5. The structure of claim 1 and each upstanding plate provided in its upper edge with a notch, each journal block seated within one of said notches and projecting on opposite sides of the upstanding plate and welded to the opposite sides of the plate substantially around the margins of the notch in said plate.

6. The structure of claim 1 and journal bushings engaging telescopically over said shaft end portions and lying between the shaft end portions and said journal blocks and caps.
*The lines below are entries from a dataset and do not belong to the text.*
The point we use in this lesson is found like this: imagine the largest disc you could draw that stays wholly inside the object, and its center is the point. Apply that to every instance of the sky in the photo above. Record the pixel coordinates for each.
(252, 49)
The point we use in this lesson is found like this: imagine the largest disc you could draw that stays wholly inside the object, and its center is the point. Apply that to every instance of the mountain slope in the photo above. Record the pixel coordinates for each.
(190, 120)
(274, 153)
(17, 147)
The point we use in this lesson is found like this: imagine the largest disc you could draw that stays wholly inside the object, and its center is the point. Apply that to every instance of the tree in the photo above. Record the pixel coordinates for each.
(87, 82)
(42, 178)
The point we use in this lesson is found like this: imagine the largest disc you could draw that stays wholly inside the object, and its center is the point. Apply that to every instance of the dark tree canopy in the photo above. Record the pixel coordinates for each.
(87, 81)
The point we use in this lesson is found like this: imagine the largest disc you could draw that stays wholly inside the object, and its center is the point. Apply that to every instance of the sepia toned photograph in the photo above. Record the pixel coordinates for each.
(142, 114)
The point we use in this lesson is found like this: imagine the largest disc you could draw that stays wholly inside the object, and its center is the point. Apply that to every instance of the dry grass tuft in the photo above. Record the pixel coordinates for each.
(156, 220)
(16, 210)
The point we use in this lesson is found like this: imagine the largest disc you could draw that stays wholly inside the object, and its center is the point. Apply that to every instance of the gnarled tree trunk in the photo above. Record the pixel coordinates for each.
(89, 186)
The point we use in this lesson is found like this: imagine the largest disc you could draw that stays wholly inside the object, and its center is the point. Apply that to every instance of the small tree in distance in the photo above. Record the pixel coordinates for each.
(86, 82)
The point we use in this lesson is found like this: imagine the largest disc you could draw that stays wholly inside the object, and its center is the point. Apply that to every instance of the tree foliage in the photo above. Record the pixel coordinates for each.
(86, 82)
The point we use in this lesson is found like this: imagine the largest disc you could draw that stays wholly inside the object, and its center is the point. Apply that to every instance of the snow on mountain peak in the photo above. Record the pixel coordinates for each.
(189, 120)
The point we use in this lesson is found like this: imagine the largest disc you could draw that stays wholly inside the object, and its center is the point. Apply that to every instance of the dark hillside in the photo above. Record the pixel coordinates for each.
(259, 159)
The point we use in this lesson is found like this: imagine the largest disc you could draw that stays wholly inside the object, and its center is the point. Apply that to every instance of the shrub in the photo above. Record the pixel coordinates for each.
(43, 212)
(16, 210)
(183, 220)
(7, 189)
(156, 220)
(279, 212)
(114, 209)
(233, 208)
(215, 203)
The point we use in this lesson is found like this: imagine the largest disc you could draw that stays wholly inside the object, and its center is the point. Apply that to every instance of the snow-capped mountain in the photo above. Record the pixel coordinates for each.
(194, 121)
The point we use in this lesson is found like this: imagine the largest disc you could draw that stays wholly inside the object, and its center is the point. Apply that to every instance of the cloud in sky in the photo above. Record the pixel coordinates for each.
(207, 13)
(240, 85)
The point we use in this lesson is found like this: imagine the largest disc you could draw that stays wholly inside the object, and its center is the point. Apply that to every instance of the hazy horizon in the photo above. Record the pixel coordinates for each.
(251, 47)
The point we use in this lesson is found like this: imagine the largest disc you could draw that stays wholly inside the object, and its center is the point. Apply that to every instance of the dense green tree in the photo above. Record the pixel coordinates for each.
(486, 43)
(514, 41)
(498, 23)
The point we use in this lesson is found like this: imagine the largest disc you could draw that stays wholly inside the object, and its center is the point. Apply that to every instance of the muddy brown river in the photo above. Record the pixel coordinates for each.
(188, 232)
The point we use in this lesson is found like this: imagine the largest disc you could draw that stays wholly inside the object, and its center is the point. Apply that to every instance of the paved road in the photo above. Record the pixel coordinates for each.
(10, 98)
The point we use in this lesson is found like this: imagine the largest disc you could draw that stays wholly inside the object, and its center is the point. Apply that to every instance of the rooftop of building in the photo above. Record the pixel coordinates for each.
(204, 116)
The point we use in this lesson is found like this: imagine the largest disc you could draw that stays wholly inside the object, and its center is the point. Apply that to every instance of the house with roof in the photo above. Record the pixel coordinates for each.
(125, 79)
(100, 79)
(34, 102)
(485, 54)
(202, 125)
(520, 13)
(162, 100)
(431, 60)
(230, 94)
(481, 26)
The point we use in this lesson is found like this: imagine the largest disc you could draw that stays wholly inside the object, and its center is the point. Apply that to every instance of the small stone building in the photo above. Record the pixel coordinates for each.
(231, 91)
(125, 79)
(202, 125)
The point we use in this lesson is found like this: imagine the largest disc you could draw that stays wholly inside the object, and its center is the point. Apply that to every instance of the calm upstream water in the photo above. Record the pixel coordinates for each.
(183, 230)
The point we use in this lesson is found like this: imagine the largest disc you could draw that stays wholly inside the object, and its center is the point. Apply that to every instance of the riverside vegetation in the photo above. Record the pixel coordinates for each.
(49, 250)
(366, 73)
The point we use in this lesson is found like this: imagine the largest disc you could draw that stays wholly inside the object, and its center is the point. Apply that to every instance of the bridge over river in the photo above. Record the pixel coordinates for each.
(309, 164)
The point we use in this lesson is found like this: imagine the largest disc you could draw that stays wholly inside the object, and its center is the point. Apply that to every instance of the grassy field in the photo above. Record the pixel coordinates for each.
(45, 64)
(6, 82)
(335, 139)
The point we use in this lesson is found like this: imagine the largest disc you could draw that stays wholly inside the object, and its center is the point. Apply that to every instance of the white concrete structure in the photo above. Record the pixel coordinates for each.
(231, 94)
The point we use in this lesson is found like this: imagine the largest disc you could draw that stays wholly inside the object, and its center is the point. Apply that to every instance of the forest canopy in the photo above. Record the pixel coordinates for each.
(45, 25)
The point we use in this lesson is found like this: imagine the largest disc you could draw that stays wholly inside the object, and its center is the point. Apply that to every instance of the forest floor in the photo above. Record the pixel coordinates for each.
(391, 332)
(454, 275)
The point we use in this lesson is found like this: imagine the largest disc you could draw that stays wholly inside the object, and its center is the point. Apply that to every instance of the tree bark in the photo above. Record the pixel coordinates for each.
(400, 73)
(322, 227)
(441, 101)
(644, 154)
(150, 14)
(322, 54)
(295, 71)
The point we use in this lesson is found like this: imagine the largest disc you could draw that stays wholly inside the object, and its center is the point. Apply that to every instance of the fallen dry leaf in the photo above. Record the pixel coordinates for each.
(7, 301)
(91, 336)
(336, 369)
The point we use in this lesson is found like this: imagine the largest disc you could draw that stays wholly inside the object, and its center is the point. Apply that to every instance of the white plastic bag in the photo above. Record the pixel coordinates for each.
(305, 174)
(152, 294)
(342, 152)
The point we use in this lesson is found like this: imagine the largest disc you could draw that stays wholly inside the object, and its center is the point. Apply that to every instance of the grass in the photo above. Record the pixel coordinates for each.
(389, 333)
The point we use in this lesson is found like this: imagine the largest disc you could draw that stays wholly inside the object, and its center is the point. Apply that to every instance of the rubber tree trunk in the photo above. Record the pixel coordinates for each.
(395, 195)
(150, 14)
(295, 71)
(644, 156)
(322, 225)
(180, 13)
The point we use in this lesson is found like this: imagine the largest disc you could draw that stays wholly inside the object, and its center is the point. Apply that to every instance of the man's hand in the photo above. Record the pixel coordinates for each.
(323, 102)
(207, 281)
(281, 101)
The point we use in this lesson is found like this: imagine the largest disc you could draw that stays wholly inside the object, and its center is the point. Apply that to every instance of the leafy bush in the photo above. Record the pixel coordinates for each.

7. The structure of claim 6 and radial flanges on the interior ends of said bushings and disposed between the sides of the crane boom and the inner sides of the journal blocks and serving as thrust bearings and maintaining the boom centered with respect to the upstanding plates and journal blocks.

8. The structure of claim 7 and a keying means interconnecting each bushing and the adjacent shaft journal and resisting rotation of the bushing relative to the journal and assuring that the shaft end portions will turn within the bushings.

9. The structure of claim 1 and said crane boom including a lower side box projection near its base, the main pivot shaft extending transversely through said box projection and the box projection engaging between the upstanding plates and journal blocks, an interior anchor block within said box projection near the transverse center of the boom, and a locking pin engaging through the box projection, interior anchor block and said main pivot shaft to lock the main pivot shaft to the boom so that it will pivot with the boom and will be held against axial displacement relative to the boom, said pivot shaft, interior anchor block and box projection having registering openings for said locking pin.

10. The structure of claim 4 and said nuts on the long tension bolts being on the lower ends of the tension bolts below the bottom faces of said anchor blocks.